Certain reforms, particularly those involving caps, will require even more precise reporting at key deadlines than in previous years.
SMSF practitioners will need to be able to easily identify clients who need attention at certain deadlines – such as those with balances above $1.6 million and those with transition to retirement income streams.
As a result, Class chief executive Kevin Bungard believes many SMSF firms will essentially be forced into upgrading in order to stay compliant and provide timely services to their clients.
“As part of the legislation, you’ll now be required within ten business days to report on any anything that’s been transferred into the pension phase,” Mr Bungard said.

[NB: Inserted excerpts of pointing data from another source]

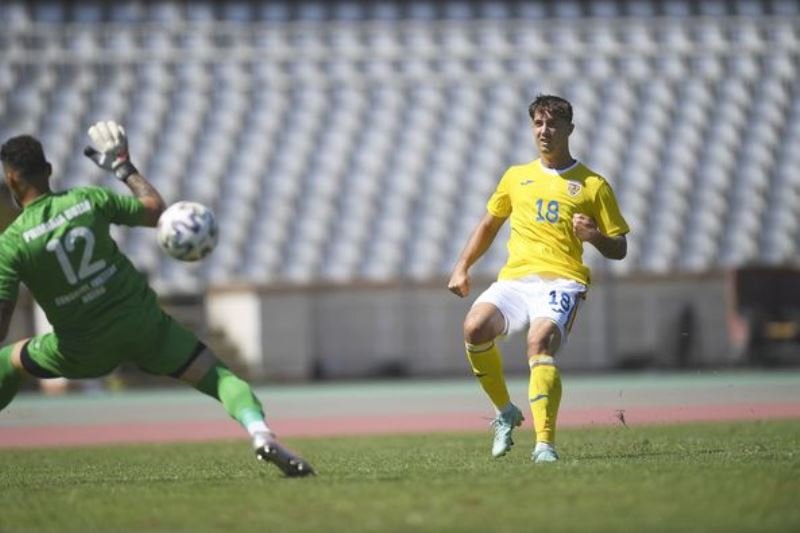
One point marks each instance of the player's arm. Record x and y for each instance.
(112, 154)
(479, 241)
(586, 229)
(6, 310)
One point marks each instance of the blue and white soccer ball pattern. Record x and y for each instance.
(187, 231)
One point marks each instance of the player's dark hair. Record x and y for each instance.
(25, 154)
(553, 105)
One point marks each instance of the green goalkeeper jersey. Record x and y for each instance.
(61, 248)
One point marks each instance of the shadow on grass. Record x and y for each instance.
(652, 453)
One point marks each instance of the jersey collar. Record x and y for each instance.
(558, 171)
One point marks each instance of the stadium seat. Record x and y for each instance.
(358, 140)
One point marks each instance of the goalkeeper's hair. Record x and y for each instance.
(25, 154)
(553, 105)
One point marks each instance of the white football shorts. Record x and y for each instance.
(525, 299)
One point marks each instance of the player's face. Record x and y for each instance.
(551, 133)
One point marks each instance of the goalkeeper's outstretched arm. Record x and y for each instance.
(111, 153)
(6, 310)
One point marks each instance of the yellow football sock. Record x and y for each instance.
(544, 393)
(487, 365)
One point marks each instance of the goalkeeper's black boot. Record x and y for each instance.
(290, 464)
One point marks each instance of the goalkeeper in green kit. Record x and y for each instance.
(101, 308)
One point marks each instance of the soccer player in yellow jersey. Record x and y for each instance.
(555, 204)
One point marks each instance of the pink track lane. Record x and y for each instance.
(186, 431)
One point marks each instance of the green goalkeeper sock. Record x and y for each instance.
(9, 378)
(235, 394)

“It’s going to be very, very difficult for SMSF firms to meet their obligations, unless they embrace technology.”
While recent years have seen a deep divide emerge in the SMSF space between cloud users and those reluctant to make the move, Smithink’s founder David Smith believes that for most the cloud is a foregone conclusion.
“The core admin platforms from the major suppliers are now moving down the cloud road. That means SMSF providers and admin companies all have to embrace it because the cloud platform is clearly the key ingredient to their services,” Mr Smith said.
“For most firms, I think it’s a crucial part of their strategy and obviously reduces the cost of their core technologies, making it more efficient and hopefully improving their client service as well.”